The population of a country increases at the rate of 3% per annum. How many years will it take to double itself?
S = 2p
P(1+r)^n = 2p
(1+r)^n = 2
1.03^n = 2
taking log both sides we get
n log (1.03) = log2
Simpltying
n = 23.45
S = 2p
P(1+r)^n = 2p
(1+r)^n = 2
1.03^n = 2
taking log both sides we get
n log (1.03) = log2
Simpliying
n = 23.45
To find out how many years it will take for the population to double, we can use the formula for compound interest:
A = P * (1 + r/100)^t
Where:
A = Final amount (double the initial population)
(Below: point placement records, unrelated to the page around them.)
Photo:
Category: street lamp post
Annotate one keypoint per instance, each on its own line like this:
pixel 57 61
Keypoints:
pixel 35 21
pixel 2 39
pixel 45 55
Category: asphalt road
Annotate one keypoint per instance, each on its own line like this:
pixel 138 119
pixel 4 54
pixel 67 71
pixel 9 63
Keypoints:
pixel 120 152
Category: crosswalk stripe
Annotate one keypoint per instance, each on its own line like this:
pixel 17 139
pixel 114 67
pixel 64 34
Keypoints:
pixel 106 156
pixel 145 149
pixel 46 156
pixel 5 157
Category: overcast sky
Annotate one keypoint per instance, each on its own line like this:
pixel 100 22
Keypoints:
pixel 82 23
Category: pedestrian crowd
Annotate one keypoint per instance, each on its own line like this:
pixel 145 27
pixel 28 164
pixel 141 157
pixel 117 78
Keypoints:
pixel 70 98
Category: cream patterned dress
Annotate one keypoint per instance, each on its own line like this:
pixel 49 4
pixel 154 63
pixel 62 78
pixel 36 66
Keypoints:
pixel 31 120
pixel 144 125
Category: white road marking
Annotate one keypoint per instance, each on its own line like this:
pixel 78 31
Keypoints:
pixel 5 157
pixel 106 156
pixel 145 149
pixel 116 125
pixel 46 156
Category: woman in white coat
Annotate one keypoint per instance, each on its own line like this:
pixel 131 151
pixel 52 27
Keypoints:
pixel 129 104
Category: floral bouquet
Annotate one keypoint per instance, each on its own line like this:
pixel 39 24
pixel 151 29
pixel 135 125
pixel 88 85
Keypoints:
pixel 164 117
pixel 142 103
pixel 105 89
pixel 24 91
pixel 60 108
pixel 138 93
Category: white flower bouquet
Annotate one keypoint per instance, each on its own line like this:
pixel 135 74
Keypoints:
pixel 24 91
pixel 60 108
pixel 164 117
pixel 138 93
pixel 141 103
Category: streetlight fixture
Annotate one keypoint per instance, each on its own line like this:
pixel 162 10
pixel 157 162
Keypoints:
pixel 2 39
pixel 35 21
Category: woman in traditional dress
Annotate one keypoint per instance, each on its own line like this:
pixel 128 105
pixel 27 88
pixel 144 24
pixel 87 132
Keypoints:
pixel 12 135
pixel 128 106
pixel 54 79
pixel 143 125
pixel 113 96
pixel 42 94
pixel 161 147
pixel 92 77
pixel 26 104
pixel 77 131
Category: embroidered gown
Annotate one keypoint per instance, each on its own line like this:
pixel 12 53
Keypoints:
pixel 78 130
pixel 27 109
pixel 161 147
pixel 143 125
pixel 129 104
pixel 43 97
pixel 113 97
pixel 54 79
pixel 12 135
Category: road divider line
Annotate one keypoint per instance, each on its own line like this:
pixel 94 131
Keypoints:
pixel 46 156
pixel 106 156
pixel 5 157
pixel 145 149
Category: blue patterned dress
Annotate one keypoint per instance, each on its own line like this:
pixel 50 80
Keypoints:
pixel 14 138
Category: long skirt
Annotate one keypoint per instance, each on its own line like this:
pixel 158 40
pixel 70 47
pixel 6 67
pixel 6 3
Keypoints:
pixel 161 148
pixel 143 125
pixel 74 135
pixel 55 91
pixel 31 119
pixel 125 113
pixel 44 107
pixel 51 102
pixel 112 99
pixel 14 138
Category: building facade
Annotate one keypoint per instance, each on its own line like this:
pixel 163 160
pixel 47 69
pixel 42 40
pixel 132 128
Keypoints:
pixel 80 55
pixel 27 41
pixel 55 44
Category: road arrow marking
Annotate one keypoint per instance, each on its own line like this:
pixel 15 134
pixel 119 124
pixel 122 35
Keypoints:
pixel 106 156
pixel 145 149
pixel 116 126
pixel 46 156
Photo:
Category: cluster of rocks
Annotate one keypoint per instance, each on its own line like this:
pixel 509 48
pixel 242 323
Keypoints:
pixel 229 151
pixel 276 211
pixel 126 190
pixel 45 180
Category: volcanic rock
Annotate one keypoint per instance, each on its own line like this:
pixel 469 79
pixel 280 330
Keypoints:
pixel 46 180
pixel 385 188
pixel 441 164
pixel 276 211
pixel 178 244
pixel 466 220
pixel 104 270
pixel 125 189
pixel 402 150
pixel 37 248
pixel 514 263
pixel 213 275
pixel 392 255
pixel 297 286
P = Initial amount (starting population)
r = Rate of increase (in this case, 3%)
t = Time (in years)
In this case, we want to find the value of t when A = 2P:
2P = P * (1 + 3/100)^t
Divide both sides by P:
2 = (1 + 3/100)^t
Taking the logarithm of both sides:
log(2) = log((1 + 3/100)^t)
Using the property of logarithms:
log(2) = t * log(1 + 3/100)
Rearranging the equation:
t = log(2) / log(1 + 3/100)
Using a calculator, we can find the value of t:
t ≈ 23.45 years
Therefore, it will take approximately 23.45 years for the population to double itself.
To find out how many years it will take for the population of a country to double itself, we can use the concept of exponential growth.
The formula for exponential growth is given by:
P = P0 * (1 + r/100)^t
Where:
P = Final population
P0 = Initial population
r = Growth rate per year
t = Number of years
In this case, the initial population is P0, the growth rate is 3%, and we want to find out the number of years (t) it takes for the population to double (P = 2 * P0).
Substituting these values into the formula, we have:
2 * P0 = P0 * (1 + 3/100)^t
Simplifying the equation, we get:
2 = (1.03)^t
Now, to solve for t, we can take the logarithm of both sides of the equation:
log(2) = log((1.03)^t)
Using the logarithmic identity that log(a^b) = b * log(a), we can rewrite the equation as:
log(2) = t * log(1.03)
Finally, we can solve for t by dividing both sides of the equation by log(1.03):
t = log(2) / log(1.03)
Using a calculator, we can evaluate this expression to find the value of t.
Therefore, by using the formula for exponential growth and solving for the unknown variable, we can determine the number of years it will take for the population of a country to double itself.